Les vingt années qui suivent seront ensuite parsemée de batailles légales pour déterminer si, en définitive, le rancher doit payer ou non une taxe, et si cette taxe doit aller à l’État fédéral ou à l’État du Nevada. La question sera d’ailleurs tranchée, en défaveur du rancher. Tout ceci pourrait donc se résumer à des arguties juridiques obscures, si ce n’était l’action musclée, la semaine dernière, du Bureau fédéral qui, décidé à recouvrer les sommes dues depuis 20 ans, s’est mis en tête de, littéralement, se payer sur la bête en effectuant une ponction sur le cheptel du rancher.

bureaucratie : rien ne pourra plus l'arrêter !

Ponction qui s’est mal passée puisque ce dernier s’y est opposé et a menacé d’utiliser la force à sa disposition, force d’autant plus crédible que le Nevada autorise les milices armées. L’affaire s’est rapidement envenimée : les réseaux sociaux aidant, la bataille du rancher contre l’État fédéral a rapidement mobilisé des centaines d’Américains voisins de Bundy qui se sont empressés de s’agglutiner à différents endroits pour exprimer leur mécontentement et montrer qu’à l’instar du Bureau, lourdement armé, les citoyens américains pouvaient eux aussi se regrouper armés jusqu’aux dents et protester très visiblement.
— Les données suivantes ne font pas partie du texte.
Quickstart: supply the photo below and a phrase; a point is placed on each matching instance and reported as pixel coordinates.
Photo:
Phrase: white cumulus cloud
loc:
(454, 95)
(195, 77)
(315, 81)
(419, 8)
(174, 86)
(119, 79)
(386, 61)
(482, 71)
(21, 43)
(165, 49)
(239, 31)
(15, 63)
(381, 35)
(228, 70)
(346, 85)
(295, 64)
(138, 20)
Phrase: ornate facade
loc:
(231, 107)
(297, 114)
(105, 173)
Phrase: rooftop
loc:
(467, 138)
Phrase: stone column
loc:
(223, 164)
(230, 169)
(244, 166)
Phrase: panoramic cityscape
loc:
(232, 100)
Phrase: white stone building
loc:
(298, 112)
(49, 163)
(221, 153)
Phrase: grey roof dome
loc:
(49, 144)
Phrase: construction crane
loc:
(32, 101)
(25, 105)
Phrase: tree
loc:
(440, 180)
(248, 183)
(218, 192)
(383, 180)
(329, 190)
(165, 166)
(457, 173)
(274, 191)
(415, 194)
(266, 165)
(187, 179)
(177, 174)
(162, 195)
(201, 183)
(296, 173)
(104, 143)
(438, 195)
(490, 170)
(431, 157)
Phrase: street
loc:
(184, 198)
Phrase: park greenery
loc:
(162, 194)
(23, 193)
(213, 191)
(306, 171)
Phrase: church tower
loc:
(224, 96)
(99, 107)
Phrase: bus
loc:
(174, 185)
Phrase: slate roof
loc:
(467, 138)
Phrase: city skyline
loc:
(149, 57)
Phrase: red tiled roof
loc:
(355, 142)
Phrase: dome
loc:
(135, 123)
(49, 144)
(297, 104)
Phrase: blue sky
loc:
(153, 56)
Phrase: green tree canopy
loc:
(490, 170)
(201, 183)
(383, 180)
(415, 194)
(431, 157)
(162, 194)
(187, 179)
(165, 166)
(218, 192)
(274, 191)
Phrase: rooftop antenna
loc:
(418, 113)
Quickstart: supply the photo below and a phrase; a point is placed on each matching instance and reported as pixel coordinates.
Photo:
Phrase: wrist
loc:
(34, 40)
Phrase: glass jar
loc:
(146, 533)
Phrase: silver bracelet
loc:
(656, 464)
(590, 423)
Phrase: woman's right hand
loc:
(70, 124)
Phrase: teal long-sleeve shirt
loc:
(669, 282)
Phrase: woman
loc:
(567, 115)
La confrontation aurait pu tourner à la fusillade rangée ; cependant, la médiatisation locale, l’utilisation des réseaux sociaux, et le spectre du siège de Waco, le tout à l’approche d’élections auront largement contribué à refroidir une situation très tendue qui se conclut de façon relativement calme : le Bureau repart bredouille.

L’affaire est fort intéressante à plus d’un titre.

On peut, comme le fait justement remarquer Breitbart, noter que, sur le strict plan juridique, la position tenue par les Bundy n’est pas solide. On peut aussi, et c’est l’intérêt de ce qui vient de se passer, largement comprendre qu’un peuple puisse résister à une taxe qu’il juge inique ou indue. Car après tout, comment qualifier une démocratie qui utiliserait son armée contre son propre peuple pour lui extorquer de l’argent ? N’est-il pas écrit, dans la constitution américaine tout comme, d’ailleurs, la constitution française, que l’État, s’il peut prélever des taxes, doit s’assurer du consentement à l’impôt de ses citoyens ?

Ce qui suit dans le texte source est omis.